Oh man, where do I start. I had my first kid when I was 21, to say it was unplanned is an understatement, but marriage soon followed and things have really worked out the last 6 years luckily. I now have 2 kids and I'm 27, I'm also a single income for my family. I've been working on my Bootstrapped Startup with four others guys for two years, while it does get painful sometimes what I end up doing the most to handle everything is put off sleep. I probably get 4-6 hours during the week and try to make up for it by getting 8-10 on the weekends, but that rarely works with children (It's hard to be mad when two little kids jump on your head to wake you up because they want to play). We have big updates coming in the future that will hopefully take the site into the limelight, but until then it's a daily struggle and I love it.
> try to make up for it by getting 8-10 on the weekends, but that rarely works with children (It's hard to be mad when two little kids jump on your head to wake you up because they want to play).
Are my parents the only ones that locked their door at night? My brother and I couldn't wake them in the morning, because we couldn't get in. We learned at a very early age to entertain ourselves until Mom and Dad got up.
I'm not saying you're doing anything wrong, I'm just saying that it seems like no one thinks of this solution. :)
I see this complaint quite often about the kids being bothersome in the morning and when I tell people about the "door lock" it seems to blow their mind.
Not locking the door but had the discussion with the kids.
Also if you read your kids stories (and I highly recommend it) and you include a generous helping of stories about kids who are independent and loving it (Little Britches, the Boxcar Kids, etc) they too will look forward to being independent.
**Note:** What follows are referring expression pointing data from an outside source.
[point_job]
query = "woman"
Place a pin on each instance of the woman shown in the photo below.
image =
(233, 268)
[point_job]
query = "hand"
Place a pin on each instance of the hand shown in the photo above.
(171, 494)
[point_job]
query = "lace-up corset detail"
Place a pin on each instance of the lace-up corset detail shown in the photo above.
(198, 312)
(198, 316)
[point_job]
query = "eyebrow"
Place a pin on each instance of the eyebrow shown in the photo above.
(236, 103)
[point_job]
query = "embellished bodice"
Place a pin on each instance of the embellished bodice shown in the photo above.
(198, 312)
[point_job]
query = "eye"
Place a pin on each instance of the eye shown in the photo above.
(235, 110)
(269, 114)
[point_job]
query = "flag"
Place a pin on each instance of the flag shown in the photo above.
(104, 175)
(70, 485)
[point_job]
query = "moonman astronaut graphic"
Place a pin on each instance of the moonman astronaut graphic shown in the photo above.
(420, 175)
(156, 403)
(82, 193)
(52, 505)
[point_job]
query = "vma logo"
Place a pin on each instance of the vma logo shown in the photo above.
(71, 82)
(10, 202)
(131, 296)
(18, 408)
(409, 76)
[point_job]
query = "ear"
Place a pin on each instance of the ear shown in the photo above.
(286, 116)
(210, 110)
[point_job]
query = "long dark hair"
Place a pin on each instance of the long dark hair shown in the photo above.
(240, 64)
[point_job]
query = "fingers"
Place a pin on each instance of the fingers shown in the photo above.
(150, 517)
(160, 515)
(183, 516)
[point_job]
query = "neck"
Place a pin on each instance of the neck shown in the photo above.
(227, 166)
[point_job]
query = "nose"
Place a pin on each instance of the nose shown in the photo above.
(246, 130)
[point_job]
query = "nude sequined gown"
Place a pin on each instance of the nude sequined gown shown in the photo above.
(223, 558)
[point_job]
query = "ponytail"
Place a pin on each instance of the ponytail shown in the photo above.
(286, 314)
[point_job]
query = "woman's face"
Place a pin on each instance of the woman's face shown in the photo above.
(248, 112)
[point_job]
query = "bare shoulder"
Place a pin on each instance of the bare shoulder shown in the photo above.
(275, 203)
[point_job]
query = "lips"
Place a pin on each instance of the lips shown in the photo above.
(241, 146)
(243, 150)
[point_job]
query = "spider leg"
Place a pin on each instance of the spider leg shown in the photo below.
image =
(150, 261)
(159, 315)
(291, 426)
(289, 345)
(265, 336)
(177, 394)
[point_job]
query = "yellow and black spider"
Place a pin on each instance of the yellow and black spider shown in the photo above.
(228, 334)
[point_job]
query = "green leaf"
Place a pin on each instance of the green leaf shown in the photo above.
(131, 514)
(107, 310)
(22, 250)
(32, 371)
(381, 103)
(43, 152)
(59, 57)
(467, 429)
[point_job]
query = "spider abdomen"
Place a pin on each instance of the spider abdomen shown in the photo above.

All three of my kids got a checking account when they were 5 (USAA is great for this), they were doing their own laundry by the time they were 10 and making their own lunches. By the time they reached 13 we started a program where each night one person was responsible for dinner that night for all five of us, didn't matter what it was, just had to be reasonably nutritious. Spaghetti? Pretty easy. Mac-n-Cheese, whitesauce with cheeses and some boiled noodles. Croque Madam? Ham sandwhiches with an egg. Steamed vegetables? straight forward. Etc. The goal of my wife and I was that our kids when they hit 18 needed to be able to manage a checkbook, cook their own meals economically, and manage their own laundry/hygiene. When they went off to college that was going to be expected after all.
The benefit to the parents is of course that the kids require less "time critical" time (its really handy to be able to say, "I'm going to be late, you're on your own for dinner." and to know that they will be able to make themselves a nice dinner.) And to not worry about whether or not they have a healthy lunch for school or clean clothes to wear.
By the time they are 18 they pretty self sufficient and that is a huge win. The trick is realizing that kids are much more capable than we often give them credit for, and they feel better about themselves when they feel they are in control of their own lives.
Growing up I was one of five kids and my parents could do this if they wanted, as we were aged 4-16. I think I'm a few years from this being possible as my 5 year old daughter is in a jealousy stage with my 2 year old son, so any time together alone turns into an issue every time.